The agent gains execution ability only after tool registration

Defining a tool class alone is not enough. You must explicitly inject it during agent construction. Only then can the model automatically choose to invoke it during conversation instead of merely generating verbal suggestions.

CustomerSupportAgent agent = AiServices.builder(CustomerSupportAgent.class)
    .chatLanguageModel(chatModel)
    .chatMemory(chatMemory)
    .contentRetriever(contentRetriever)
    .tools(customerServiceTools) // Register business tools
    .build();

This configuration upgrades AI from a “Q&A model” to an “executable agent.”

API design should support synchronous, streaming, and knowledge ingestion requests

The original solution exposes endpoints for standard chat, streaming chat, document upload, status queries, and session cleanup. This already covers the basic interaction surface of an intelligent customer service system. The API design is concise and easy for frontend or external system integration.

@PostMapping("/chat")
public ResponseEntity<ChatService.ChatResponse> chat(@RequestBody ChatRequest request) {
    String sessionId = request.sessionId() != null ? request.sessionId() : java.util.UUID.randomUUID().toString();
    return ResponseEntity.ok(chatService.chat(sessionId, request.userId(), request.message()));
}

This controller code provides a synchronous chat entry point and automatically fills in the session identifier.

Production optimization must focus on performance, security, and routing

Performance priorities include model warm-up, Redis retrieval optimization, virtual-thread concurrency improvements, and summarization-based compression to reduce token usage. On the security side, you should add sensitive-term filtering, prompt injection detection, and output auditing.

public String sanitizeInput(String input) {
    // 1. Mask sensitive information
    // 2. Detect prompt injection
    // 3. Enforce input length limits
    return input;
}

This filter code shows the minimum viable skeleton for AI input governance.

Multi-model routing directly affects cost and SLA

Not every request deserves the most expensive model. Simple FAQs, local summarization, and structured extraction can go to a local model, while complex reasoning, code generation, and critical decision scenarios should route to a stronger cloud model.

public ChatLanguageModel route(AiTaskType taskType) {
    return switch (taskType) {
        case SIMPLE_QA -> localModel;          // Route simple Q&A to the local model
        case COMPLEX_REASONING -> openAiModel; // Route complex reasoning to the cloud model
        default -> localModel;
    };
}

This routing logic dynamically balances quality, latency, and cost.

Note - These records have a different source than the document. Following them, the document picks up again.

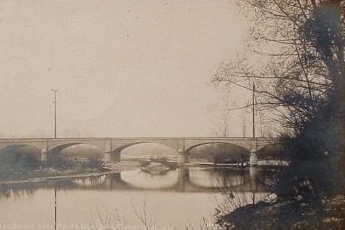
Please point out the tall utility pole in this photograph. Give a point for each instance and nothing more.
(55, 93)
(253, 110)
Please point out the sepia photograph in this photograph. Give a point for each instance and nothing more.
(172, 115)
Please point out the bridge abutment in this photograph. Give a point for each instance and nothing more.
(183, 158)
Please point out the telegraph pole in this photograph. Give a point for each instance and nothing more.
(55, 93)
(253, 110)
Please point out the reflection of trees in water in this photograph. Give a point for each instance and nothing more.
(257, 184)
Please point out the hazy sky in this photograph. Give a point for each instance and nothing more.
(121, 68)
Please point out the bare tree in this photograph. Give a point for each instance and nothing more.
(295, 58)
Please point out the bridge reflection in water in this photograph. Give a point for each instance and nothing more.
(184, 179)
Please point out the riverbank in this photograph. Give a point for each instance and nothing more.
(329, 214)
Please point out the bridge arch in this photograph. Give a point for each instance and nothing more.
(116, 153)
(22, 155)
(55, 154)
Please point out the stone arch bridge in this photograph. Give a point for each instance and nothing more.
(112, 147)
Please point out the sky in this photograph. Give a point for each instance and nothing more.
(122, 68)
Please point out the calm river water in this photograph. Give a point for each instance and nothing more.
(179, 199)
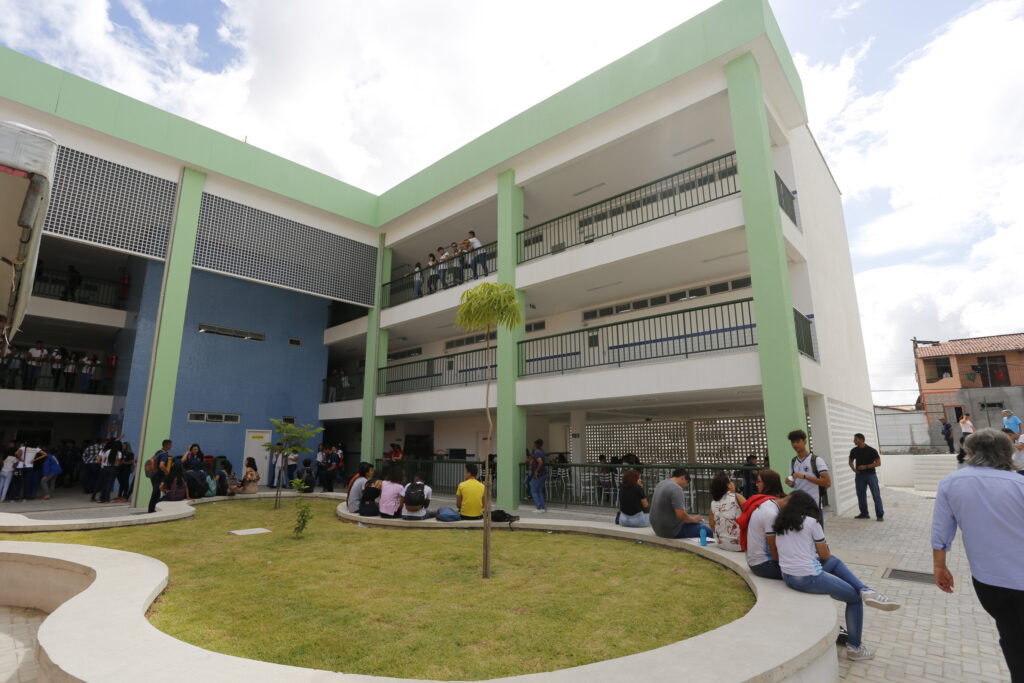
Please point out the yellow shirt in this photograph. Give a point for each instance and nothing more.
(471, 492)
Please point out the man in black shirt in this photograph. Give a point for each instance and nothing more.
(864, 461)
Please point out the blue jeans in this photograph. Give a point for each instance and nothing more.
(768, 569)
(837, 581)
(864, 481)
(637, 520)
(692, 530)
(537, 489)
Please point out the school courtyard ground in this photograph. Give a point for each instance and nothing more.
(934, 637)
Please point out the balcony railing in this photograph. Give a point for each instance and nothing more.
(342, 387)
(427, 374)
(805, 334)
(685, 189)
(715, 328)
(434, 279)
(786, 201)
(58, 285)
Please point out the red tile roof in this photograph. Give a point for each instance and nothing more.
(974, 345)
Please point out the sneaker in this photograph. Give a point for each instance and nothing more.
(879, 601)
(856, 653)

The full project structure already provides a solid foundation for extensibility

The project directory should be layered by configuration, controllers, services, tools, entities, and repositories. Externalized prompts, Docker orchestration, and a dedicated router class also indicate that this is not a one-off demo, but a maintainable backend AI service.

FAQ

1. Why should Java teams prioritize LangChain4j?

Because it packages model invocation, RAG, memory, and tool calling in a Java-native way. It integrates directly into the Spring Boot engineering ecosystem and reduces the maintenance cost of working across multiple language stacks.

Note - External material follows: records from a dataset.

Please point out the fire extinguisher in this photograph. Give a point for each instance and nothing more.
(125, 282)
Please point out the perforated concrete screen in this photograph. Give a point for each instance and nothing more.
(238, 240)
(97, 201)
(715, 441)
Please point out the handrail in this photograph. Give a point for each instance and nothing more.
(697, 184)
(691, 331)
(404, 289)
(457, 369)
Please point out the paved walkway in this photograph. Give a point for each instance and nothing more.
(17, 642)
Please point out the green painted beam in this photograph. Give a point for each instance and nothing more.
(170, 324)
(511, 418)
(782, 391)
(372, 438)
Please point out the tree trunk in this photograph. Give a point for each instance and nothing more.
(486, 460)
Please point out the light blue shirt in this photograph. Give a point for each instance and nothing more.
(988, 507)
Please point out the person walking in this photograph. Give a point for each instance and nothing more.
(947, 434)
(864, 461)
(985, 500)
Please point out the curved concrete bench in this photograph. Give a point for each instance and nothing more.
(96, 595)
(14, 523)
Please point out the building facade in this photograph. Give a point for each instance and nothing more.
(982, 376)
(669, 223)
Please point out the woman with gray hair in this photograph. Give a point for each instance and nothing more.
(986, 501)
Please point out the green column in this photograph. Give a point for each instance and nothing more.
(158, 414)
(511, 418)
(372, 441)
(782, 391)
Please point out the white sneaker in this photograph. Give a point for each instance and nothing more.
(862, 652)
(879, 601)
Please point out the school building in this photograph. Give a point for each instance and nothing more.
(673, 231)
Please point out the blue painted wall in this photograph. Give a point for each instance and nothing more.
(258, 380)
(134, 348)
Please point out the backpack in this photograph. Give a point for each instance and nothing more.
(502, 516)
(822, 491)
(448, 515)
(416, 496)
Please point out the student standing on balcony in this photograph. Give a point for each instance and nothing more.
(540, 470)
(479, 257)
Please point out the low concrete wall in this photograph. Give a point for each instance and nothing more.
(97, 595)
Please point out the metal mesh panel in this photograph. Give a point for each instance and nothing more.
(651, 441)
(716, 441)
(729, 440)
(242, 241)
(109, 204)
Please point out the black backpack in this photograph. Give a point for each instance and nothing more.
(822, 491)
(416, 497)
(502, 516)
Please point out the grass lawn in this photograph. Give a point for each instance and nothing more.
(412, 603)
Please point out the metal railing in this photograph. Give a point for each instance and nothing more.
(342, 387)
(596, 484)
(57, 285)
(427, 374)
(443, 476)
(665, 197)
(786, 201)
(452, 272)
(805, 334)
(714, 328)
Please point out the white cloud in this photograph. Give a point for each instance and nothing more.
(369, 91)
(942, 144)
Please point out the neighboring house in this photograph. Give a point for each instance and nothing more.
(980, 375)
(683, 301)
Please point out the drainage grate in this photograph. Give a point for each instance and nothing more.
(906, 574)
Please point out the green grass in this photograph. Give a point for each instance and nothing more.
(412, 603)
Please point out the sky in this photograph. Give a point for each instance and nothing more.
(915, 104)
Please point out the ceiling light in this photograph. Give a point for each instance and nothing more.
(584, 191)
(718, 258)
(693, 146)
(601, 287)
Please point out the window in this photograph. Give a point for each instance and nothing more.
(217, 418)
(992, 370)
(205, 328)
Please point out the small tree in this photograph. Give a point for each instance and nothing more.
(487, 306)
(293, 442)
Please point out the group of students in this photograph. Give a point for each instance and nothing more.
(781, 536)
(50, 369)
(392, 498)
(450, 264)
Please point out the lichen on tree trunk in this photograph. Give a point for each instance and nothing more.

2. What is the easiest pitfall in enterprise RAG?

The challenge is not whether retrieval works at all, but chunking strategy, metadata design, index updates, and recall quality evaluation. Chunks that are too large hurt precision, while chunks that are too small lose context.

3. What should you add before taking function calling to production?

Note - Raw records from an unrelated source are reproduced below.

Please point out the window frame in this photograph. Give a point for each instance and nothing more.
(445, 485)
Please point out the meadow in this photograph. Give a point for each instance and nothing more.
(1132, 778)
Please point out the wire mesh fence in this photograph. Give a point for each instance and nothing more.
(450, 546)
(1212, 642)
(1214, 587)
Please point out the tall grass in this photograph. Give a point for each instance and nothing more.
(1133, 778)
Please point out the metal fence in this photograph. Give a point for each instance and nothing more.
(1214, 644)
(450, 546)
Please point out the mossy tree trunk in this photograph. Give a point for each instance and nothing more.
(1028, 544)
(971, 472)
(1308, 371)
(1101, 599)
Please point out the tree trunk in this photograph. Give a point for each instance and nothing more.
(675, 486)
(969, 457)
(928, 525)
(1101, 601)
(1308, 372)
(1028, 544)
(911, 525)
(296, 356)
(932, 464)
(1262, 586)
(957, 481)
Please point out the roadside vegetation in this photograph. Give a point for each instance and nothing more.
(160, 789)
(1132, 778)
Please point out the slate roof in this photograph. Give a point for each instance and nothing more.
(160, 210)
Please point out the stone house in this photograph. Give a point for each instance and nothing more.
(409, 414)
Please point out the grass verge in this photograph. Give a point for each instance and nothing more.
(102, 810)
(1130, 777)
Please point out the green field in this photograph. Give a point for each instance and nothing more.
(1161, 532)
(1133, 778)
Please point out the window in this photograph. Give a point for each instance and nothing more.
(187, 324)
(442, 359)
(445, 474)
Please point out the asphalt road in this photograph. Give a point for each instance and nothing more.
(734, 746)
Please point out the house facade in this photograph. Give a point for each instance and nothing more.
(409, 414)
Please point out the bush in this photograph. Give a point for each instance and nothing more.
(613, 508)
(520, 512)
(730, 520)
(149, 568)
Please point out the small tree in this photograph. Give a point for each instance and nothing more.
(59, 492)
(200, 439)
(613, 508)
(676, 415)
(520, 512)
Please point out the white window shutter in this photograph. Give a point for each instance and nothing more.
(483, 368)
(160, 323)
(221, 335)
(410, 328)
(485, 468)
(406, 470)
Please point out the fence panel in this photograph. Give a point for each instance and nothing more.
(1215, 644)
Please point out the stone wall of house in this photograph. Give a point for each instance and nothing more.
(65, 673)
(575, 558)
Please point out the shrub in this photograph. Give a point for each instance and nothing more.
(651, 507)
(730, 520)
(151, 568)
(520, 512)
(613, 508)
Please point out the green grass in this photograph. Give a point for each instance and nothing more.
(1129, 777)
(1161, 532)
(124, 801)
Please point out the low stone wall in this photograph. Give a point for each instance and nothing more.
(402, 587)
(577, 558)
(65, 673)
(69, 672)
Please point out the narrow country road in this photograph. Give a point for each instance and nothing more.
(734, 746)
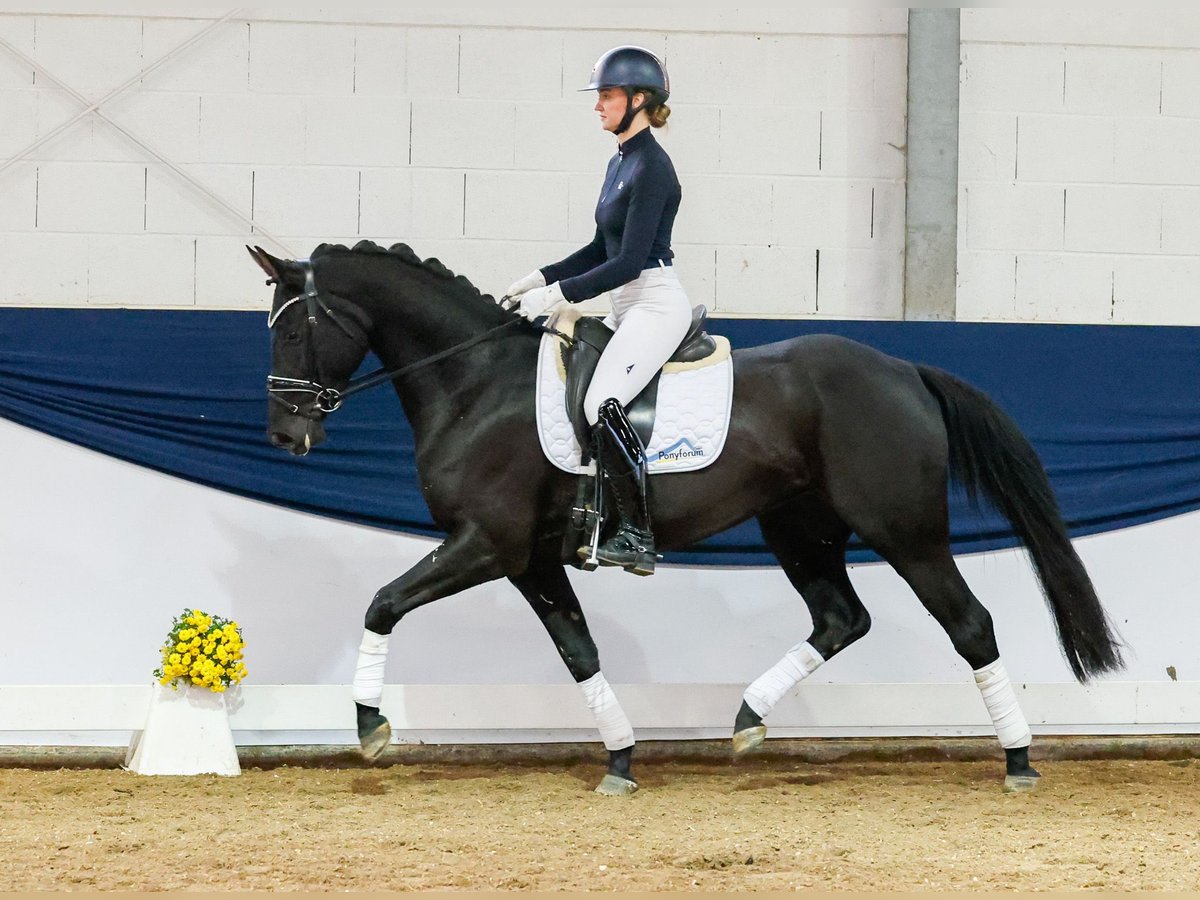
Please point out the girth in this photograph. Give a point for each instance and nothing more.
(581, 357)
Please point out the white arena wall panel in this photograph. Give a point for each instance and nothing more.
(96, 557)
(1078, 168)
(301, 121)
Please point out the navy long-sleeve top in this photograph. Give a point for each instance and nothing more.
(634, 217)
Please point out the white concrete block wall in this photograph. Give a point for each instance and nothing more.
(1079, 172)
(463, 135)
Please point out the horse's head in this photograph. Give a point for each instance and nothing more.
(317, 342)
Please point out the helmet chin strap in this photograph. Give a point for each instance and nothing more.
(630, 112)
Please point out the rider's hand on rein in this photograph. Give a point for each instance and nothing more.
(533, 280)
(538, 301)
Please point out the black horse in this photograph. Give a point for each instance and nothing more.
(828, 437)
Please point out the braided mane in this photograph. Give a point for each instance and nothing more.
(405, 253)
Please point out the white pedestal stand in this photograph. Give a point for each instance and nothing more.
(186, 733)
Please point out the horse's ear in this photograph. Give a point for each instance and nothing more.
(269, 264)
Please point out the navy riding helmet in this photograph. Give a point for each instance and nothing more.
(633, 69)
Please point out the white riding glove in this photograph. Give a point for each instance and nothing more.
(533, 280)
(539, 301)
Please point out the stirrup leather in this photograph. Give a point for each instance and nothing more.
(622, 466)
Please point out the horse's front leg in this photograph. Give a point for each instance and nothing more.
(552, 598)
(461, 562)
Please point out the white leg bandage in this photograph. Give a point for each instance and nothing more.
(615, 729)
(769, 688)
(997, 695)
(369, 672)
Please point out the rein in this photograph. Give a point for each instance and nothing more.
(329, 400)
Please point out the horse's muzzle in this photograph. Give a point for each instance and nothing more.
(298, 437)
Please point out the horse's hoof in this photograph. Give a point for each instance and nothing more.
(749, 738)
(375, 743)
(1020, 784)
(616, 786)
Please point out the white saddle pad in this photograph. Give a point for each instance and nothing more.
(691, 418)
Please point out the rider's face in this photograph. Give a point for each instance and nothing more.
(611, 103)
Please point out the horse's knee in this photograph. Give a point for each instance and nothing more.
(384, 612)
(973, 637)
(576, 647)
(839, 627)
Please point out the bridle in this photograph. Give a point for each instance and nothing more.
(327, 400)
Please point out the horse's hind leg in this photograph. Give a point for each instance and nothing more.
(552, 598)
(942, 591)
(810, 544)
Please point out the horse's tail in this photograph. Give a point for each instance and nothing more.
(990, 454)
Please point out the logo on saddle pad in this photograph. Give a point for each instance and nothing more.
(691, 409)
(682, 449)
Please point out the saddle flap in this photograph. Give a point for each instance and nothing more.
(581, 357)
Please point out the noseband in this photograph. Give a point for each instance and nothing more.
(327, 400)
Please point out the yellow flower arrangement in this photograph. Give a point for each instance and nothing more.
(202, 649)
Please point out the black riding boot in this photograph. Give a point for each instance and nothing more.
(621, 460)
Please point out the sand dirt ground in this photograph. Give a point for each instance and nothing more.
(755, 825)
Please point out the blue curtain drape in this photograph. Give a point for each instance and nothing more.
(1114, 412)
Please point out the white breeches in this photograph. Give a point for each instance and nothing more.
(649, 316)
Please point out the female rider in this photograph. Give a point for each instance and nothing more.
(629, 256)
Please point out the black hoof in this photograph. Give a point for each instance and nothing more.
(375, 732)
(747, 719)
(1017, 763)
(621, 762)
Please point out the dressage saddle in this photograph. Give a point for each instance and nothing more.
(580, 359)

Add permission checks, idempotency control, audit logs, and human fallback mechanisms. For tools involving refunds, price changes, or privacy-related queries in particular, you must fully separate model decisions from business authorization.

Core Summary: This article reconstructs an enterprise AI application architecture based on Spring Boot 3, LangChain4j, Redis, PostgreSQL, and Ollama/OpenAI. It covers multi-model integration, conversational memory, RAG knowledge bases, function calling, REST APIs, and production optimization essentials.